# Caribbean Vacations Forums > Anguilla Vacation Forum >  >  Found this on Trip Advisor very funny

## DAL

http://traceyg.travellerspoint.com/45/

This really made me chuckle.  Reminds me of Phil & Amy's food porn with a little humor mixed in.

----------


## amyb

DAL-I totally enjoyed this piece. The girl can write and she eats like a sumo wrestler-I mean that in a good way.  I have been smiling and chuckling-terrific. Thanks for sharing. A

----------


## DAL

I thought of all your great posts when I read it.  She does put a great spin on it all.

----------


## Erma

To prepare for our upcoming first visit to Anguilla I recently started perusing TA.  They are as rabid about Anguilla as SBHonliners are about Saint Barth!

Here is Tracey's trip report from last year that I found in my early research.  If you like her quickie report, you will love the 6 parts below!

Part 1 

Part 2 

Part 3 

Part 4 

Part 5 

Part 6

----------


## DAL

Thanks Erma.  I just got finished reading and laughing about her other travels, I have gotten to The Hamptons and their visit to Charleston.  Equally as funny.

----------


## marybeth

There are also recent reports (day by day) by Daffy, who split her time between SBH (Eden Rock)  for the first time and Anguilla, where they are long time visitors.  Good comparisons.  
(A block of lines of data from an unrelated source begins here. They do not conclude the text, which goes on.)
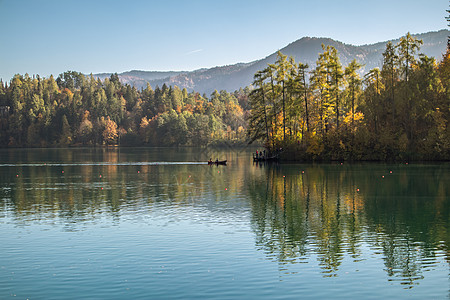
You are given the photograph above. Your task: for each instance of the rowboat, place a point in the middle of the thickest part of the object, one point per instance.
(217, 162)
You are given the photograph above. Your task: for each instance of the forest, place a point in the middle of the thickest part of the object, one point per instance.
(326, 112)
(79, 110)
(332, 112)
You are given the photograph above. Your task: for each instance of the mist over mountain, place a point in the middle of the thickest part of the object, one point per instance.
(305, 50)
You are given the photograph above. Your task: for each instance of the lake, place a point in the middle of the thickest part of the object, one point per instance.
(160, 223)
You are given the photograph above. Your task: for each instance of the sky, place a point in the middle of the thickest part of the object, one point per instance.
(93, 36)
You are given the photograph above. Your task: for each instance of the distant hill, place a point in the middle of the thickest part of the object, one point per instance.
(304, 50)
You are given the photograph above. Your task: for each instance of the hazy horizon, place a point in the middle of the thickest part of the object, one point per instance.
(51, 37)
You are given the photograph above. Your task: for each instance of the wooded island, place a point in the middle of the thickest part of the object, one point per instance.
(324, 112)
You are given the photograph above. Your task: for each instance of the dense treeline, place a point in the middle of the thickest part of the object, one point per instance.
(332, 112)
(400, 111)
(80, 110)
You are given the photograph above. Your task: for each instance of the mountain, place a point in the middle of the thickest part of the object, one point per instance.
(304, 50)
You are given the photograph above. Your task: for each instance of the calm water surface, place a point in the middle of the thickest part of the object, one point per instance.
(162, 224)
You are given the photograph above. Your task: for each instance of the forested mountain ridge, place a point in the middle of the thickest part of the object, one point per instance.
(305, 50)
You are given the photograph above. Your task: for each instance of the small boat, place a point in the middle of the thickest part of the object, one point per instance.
(265, 158)
(217, 162)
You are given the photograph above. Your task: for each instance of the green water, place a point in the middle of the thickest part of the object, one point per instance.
(162, 224)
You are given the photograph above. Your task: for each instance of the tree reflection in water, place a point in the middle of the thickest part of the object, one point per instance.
(331, 211)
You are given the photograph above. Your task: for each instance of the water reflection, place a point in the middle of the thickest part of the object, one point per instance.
(300, 214)
(331, 212)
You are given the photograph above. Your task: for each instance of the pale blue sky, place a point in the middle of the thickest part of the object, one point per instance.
(49, 37)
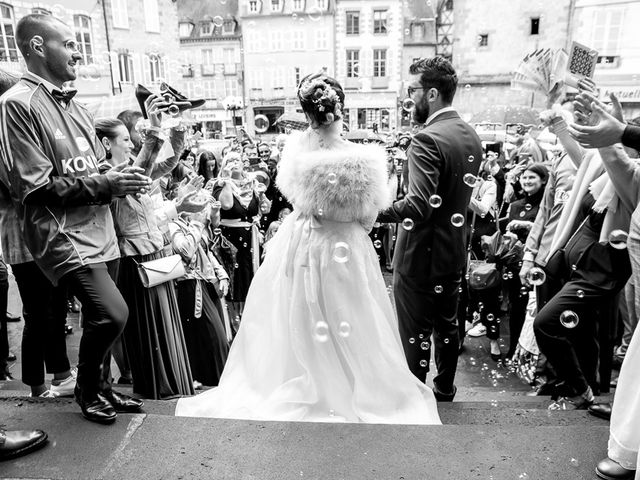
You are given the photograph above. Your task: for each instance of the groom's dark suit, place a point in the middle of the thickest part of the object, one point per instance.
(430, 257)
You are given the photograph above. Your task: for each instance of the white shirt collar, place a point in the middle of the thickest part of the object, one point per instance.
(434, 115)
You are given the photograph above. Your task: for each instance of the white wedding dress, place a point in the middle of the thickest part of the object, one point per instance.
(319, 340)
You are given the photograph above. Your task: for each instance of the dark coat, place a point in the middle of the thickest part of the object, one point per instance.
(438, 158)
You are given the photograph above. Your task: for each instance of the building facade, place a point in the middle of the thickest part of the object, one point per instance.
(487, 47)
(212, 67)
(369, 61)
(418, 41)
(283, 42)
(608, 26)
(86, 21)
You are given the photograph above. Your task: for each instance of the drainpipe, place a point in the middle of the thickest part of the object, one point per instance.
(106, 30)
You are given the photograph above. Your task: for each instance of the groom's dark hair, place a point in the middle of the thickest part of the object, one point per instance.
(438, 73)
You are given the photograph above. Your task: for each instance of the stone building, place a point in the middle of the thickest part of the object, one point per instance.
(369, 61)
(609, 26)
(283, 42)
(212, 68)
(492, 37)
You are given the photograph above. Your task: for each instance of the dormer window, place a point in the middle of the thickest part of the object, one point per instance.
(185, 29)
(206, 29)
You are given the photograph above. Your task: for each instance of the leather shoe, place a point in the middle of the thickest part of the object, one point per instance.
(95, 408)
(123, 403)
(445, 397)
(602, 410)
(610, 470)
(15, 443)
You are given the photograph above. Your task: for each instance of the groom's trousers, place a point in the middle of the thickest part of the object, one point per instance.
(426, 308)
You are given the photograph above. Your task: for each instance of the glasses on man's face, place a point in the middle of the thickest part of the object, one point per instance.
(72, 45)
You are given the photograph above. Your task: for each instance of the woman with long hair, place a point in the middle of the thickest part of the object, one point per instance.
(153, 337)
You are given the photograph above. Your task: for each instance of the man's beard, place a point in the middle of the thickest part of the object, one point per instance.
(421, 112)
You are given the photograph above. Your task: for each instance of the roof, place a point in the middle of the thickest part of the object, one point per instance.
(199, 12)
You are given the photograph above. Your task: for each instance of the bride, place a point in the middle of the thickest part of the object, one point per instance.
(319, 340)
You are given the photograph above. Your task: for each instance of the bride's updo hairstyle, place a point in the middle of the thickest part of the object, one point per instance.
(321, 98)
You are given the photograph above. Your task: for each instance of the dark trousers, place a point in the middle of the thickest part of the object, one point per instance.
(425, 308)
(44, 308)
(104, 314)
(574, 353)
(4, 334)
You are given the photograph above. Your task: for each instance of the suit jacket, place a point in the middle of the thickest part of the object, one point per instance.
(438, 159)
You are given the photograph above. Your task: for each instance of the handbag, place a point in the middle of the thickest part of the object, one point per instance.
(483, 275)
(161, 270)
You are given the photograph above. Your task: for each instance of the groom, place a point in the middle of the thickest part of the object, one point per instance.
(430, 249)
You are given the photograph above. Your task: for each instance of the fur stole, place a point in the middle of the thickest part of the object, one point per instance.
(347, 182)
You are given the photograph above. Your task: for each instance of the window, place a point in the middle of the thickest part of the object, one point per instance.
(275, 40)
(8, 48)
(353, 57)
(417, 31)
(206, 29)
(156, 68)
(229, 27)
(298, 40)
(297, 76)
(151, 16)
(125, 66)
(379, 63)
(380, 22)
(119, 13)
(607, 30)
(535, 26)
(186, 29)
(353, 23)
(82, 25)
(322, 40)
(231, 87)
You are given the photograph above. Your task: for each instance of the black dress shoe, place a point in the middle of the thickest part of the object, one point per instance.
(602, 410)
(445, 397)
(610, 470)
(123, 403)
(15, 443)
(96, 407)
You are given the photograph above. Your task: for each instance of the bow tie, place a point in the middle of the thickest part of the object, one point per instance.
(64, 96)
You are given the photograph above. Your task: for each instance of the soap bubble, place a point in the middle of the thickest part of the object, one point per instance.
(457, 220)
(341, 252)
(321, 331)
(408, 105)
(408, 224)
(536, 276)
(261, 123)
(344, 329)
(470, 179)
(569, 319)
(618, 239)
(435, 201)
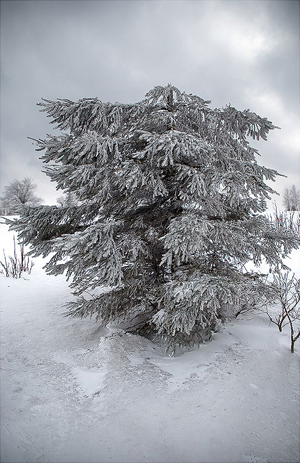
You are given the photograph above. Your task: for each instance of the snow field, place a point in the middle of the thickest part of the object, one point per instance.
(73, 391)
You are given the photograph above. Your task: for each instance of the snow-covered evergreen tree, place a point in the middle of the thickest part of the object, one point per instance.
(170, 209)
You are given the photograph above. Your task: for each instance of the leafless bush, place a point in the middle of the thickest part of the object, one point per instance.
(287, 291)
(289, 219)
(15, 265)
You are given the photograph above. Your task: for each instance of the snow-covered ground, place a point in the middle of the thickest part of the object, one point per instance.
(72, 391)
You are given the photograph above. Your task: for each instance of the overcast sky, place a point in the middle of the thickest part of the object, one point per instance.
(241, 52)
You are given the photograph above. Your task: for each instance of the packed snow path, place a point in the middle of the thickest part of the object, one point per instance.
(72, 391)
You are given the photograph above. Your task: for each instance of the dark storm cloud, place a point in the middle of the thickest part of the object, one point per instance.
(244, 53)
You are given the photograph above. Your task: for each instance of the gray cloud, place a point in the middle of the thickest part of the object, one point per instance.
(243, 53)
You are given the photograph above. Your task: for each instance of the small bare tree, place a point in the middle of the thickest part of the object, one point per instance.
(291, 199)
(287, 291)
(15, 265)
(17, 195)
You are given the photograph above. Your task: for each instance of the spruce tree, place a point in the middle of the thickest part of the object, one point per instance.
(171, 204)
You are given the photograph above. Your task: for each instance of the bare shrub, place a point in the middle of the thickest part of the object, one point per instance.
(15, 265)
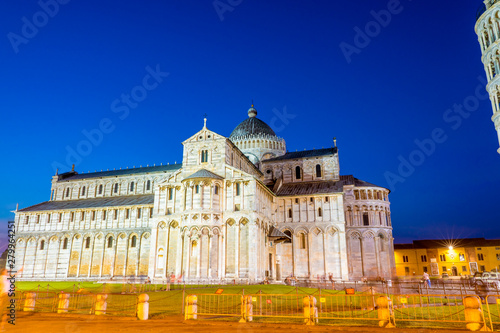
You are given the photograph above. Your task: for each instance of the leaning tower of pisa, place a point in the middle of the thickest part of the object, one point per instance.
(488, 31)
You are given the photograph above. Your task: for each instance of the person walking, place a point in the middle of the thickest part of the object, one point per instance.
(427, 279)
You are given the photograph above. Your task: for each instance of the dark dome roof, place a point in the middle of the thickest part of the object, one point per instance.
(252, 126)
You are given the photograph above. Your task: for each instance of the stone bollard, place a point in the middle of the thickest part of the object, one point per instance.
(191, 307)
(384, 310)
(310, 310)
(143, 307)
(246, 309)
(473, 314)
(29, 303)
(101, 304)
(63, 305)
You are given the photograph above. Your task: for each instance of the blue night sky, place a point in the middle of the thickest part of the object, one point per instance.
(417, 77)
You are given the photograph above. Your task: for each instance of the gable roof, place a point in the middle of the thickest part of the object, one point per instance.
(124, 172)
(304, 154)
(130, 200)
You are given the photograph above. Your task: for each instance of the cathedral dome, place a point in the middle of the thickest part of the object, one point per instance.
(252, 126)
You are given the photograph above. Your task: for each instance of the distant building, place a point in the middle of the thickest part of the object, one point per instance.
(488, 31)
(455, 257)
(237, 208)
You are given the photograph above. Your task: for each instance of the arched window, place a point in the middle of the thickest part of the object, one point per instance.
(365, 219)
(297, 172)
(318, 171)
(302, 240)
(289, 234)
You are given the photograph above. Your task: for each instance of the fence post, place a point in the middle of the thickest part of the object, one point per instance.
(310, 310)
(30, 302)
(63, 304)
(384, 310)
(473, 314)
(101, 304)
(143, 307)
(191, 307)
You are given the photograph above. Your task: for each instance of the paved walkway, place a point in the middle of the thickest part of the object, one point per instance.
(51, 323)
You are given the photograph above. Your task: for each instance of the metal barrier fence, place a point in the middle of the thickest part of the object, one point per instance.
(437, 310)
(82, 303)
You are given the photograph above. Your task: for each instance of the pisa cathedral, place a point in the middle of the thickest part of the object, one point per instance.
(237, 208)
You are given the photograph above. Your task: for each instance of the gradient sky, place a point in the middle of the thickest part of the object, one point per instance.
(400, 85)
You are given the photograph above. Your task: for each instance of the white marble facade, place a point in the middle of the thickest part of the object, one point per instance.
(238, 208)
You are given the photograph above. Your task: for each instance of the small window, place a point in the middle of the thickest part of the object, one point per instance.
(297, 172)
(204, 156)
(366, 220)
(318, 171)
(302, 240)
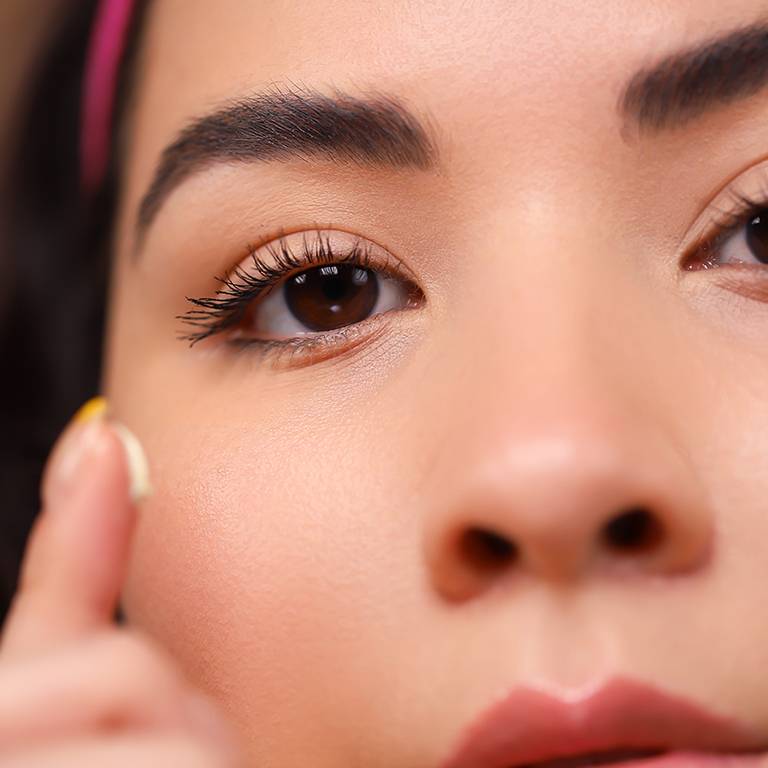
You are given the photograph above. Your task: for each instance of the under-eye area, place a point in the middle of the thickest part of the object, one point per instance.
(306, 291)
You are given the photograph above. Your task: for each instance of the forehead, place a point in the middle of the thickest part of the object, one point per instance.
(489, 73)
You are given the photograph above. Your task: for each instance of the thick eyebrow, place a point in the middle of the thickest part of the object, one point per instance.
(375, 131)
(685, 85)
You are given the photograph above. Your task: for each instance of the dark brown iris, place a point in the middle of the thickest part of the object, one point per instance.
(757, 236)
(331, 296)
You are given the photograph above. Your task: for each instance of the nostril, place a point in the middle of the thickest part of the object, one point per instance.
(637, 530)
(486, 550)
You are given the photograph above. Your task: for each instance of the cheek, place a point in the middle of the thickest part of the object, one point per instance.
(269, 555)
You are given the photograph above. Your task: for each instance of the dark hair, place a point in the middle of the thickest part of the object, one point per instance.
(54, 266)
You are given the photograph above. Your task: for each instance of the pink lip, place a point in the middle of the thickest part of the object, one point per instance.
(529, 726)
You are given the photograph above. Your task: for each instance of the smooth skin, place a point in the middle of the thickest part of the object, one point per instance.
(75, 690)
(299, 559)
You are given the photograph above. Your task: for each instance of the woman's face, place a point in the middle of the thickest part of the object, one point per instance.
(524, 441)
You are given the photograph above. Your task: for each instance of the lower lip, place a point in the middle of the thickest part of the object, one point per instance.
(695, 760)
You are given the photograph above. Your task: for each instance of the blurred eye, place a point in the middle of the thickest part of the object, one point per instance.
(324, 298)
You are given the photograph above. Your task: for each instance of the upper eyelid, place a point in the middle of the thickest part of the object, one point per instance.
(726, 208)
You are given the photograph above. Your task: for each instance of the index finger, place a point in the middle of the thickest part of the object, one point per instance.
(78, 549)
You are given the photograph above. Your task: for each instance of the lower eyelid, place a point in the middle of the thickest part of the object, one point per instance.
(301, 352)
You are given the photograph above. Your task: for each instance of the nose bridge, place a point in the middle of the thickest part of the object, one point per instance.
(556, 443)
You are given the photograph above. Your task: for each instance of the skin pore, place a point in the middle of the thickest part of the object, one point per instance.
(356, 546)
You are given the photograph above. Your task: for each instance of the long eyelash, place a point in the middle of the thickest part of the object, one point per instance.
(726, 222)
(217, 313)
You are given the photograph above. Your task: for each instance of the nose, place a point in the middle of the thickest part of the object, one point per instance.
(569, 480)
(565, 507)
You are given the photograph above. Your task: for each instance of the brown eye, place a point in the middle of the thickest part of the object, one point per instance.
(332, 296)
(326, 298)
(745, 244)
(757, 236)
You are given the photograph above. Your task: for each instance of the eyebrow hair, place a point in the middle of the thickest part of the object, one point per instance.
(683, 86)
(374, 131)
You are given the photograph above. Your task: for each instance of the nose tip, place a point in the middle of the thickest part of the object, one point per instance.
(567, 520)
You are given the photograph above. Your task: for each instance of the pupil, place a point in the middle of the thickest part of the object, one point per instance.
(757, 236)
(330, 297)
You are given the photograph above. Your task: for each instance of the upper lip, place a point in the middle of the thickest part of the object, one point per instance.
(529, 726)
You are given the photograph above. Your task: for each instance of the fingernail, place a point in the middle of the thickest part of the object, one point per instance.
(206, 719)
(73, 445)
(138, 467)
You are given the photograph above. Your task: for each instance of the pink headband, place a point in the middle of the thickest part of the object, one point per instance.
(105, 50)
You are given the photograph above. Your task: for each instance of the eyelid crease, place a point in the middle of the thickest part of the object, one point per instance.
(730, 208)
(244, 285)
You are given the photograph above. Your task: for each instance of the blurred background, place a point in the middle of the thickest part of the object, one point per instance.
(22, 24)
(23, 28)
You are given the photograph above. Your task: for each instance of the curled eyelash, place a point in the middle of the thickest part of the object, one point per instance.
(224, 310)
(706, 248)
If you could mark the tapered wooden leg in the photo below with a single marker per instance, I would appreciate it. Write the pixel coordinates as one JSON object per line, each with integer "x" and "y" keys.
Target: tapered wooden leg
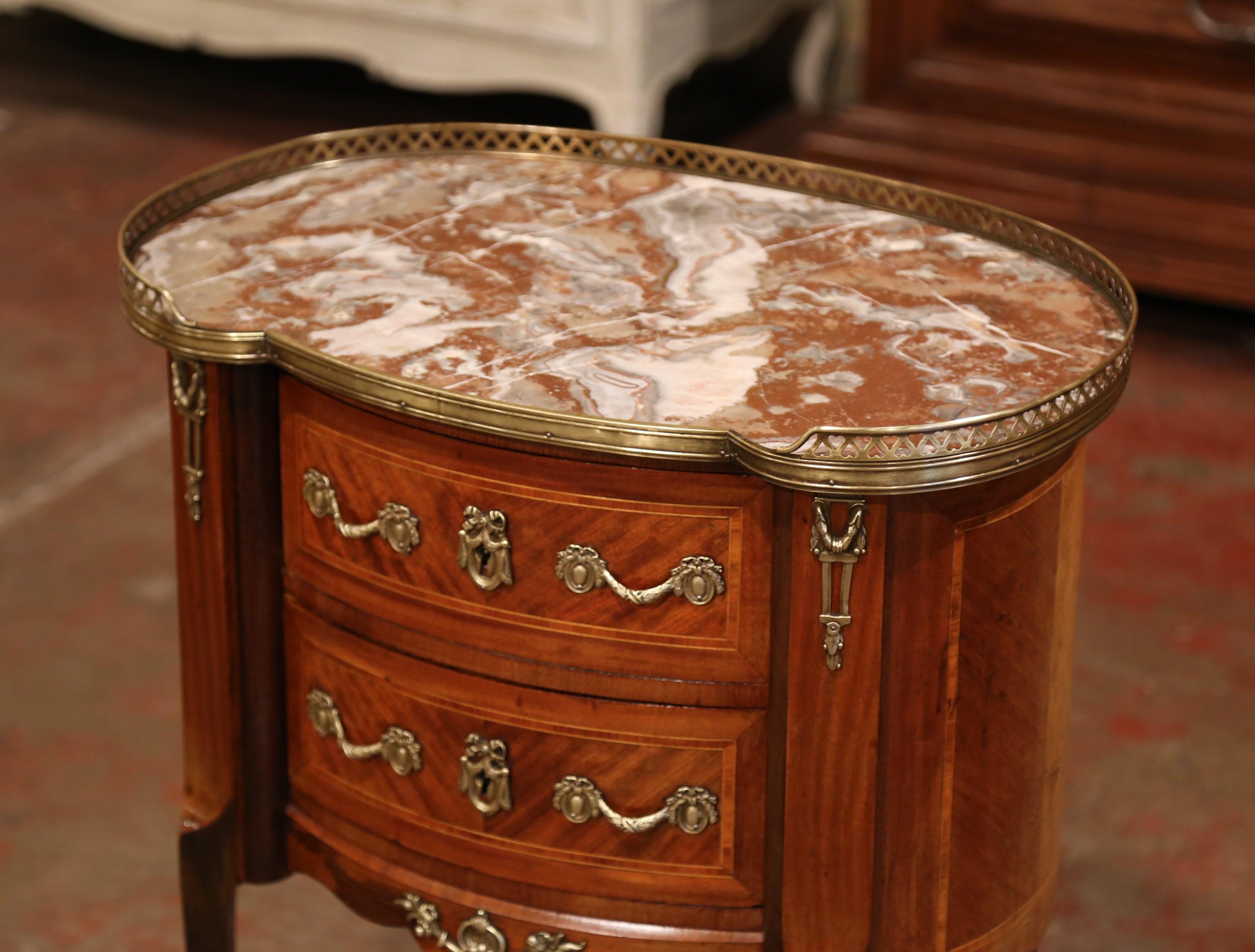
{"x": 208, "y": 881}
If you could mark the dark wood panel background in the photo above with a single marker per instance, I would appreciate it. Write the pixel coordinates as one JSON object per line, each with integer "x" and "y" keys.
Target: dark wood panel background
{"x": 643, "y": 525}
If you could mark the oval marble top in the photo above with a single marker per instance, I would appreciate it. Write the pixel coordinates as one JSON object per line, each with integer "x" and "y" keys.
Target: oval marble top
{"x": 636, "y": 294}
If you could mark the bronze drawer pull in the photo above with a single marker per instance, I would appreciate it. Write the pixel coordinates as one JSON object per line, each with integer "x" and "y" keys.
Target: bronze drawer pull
{"x": 397, "y": 524}
{"x": 475, "y": 935}
{"x": 699, "y": 579}
{"x": 396, "y": 746}
{"x": 691, "y": 808}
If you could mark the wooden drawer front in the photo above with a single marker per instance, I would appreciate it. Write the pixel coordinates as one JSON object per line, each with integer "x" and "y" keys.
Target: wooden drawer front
{"x": 638, "y": 755}
{"x": 1159, "y": 19}
{"x": 372, "y": 886}
{"x": 642, "y": 522}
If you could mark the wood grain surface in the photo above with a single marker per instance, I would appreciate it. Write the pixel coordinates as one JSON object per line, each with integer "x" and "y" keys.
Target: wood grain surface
{"x": 1120, "y": 122}
{"x": 642, "y": 524}
{"x": 637, "y": 754}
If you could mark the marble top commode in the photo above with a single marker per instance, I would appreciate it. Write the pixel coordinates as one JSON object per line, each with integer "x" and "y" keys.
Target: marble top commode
{"x": 637, "y": 294}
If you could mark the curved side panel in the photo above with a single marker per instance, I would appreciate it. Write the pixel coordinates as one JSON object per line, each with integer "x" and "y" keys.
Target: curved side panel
{"x": 1015, "y": 664}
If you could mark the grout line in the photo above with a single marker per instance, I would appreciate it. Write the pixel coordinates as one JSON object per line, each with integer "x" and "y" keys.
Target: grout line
{"x": 140, "y": 432}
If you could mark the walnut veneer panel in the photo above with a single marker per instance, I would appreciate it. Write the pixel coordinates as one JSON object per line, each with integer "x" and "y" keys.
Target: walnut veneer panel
{"x": 371, "y": 885}
{"x": 637, "y": 754}
{"x": 1015, "y": 661}
{"x": 642, "y": 524}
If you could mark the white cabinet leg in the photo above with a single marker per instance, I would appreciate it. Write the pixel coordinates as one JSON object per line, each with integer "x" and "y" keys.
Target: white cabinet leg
{"x": 629, "y": 113}
{"x": 813, "y": 63}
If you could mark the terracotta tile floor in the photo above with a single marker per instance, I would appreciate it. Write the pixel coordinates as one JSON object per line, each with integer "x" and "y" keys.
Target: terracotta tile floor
{"x": 1160, "y": 827}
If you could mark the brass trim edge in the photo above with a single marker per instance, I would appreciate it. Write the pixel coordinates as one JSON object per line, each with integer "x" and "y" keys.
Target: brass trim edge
{"x": 834, "y": 459}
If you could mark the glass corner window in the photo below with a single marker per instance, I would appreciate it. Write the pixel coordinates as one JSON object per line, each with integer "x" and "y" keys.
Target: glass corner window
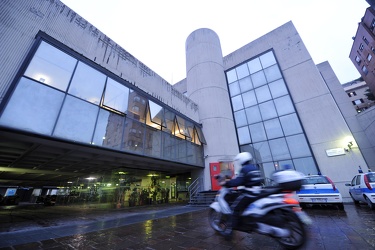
{"x": 51, "y": 67}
I would like to try Anguilla someday.  Please post back Erma and share your experiences.

----------


## DAL

I have been to Anguilla many times and love it equally to SBH.  We have done split trips in the past.  Anguilla is much more casual than St. Barths, but the food is equally as good and the beaches are georgous!  Absolutely worth a try!

----------


## LindaP

I agree DAL....we are also looking forward to our upcoming return to Anguilla......love the reports, and their hot sauce is the best on the planet!!!!!!!

----------


## Peter NJ

Erma promise me you will get to Junks Hole.It is way off the beaten path but totally worth it.Everyone says Shoal Bay East is the best beach but its only because people don't really know about Junks Hole.It is rugged and wild with only one shack of a Resto called Nats Palm Grove.There wont be more than 5 people on this beach.

If you like to snorkel find Calvin on the beach at Crocus..He will take you and pick you up at Little Bay which is a fish nursery.Snorkel the wall on your right all the way out.The water is so clear you can barely see it..

I would also recommend a day at Sandy Island.Quick boat ride from Sandy Ground.You will love it.








> To prepare for our upcoming first visit to Anguilla I recently started perusing TA.  They are as rabid about Anguilla as SBHonliners are about Saint Barth!
> 
> Here is Tracey's trip report from last year that I found in my early research.  If you like her quickie report, you will love the 6 parts below!
> 
> Part 1 
> 
> Part 2 
> 
> Part 3 
> ...

----------


## amyb

Junk's Hole worth the time. The owner, Nat, can talk your ear off, but he knows stuff going way back-an island treasure, like Mr Marius on St Barths.

----------


## LindaP

Been to Sandy Island, fun, for a first visit.......great shells.
  Also, have found Calvin, he's great, as is Little Bay.
   And don't miss Gwen's on sundays!

----------


## Erma

Peter,

You read my mind!

I had actually started writing something to you and Linda this morning but then got crazy busy (you know, the before you leave for two weeks deal...) and just got back on task.  I don't want to hijack the thread about Tracey's wonderful blog so if you have any other hints will you let me know on the new post?

Thanks to you, Linda, and Amy for already tossing out ideas.  Keep 'em coming kids - I will watch for new stuff on the Christmas post!

----------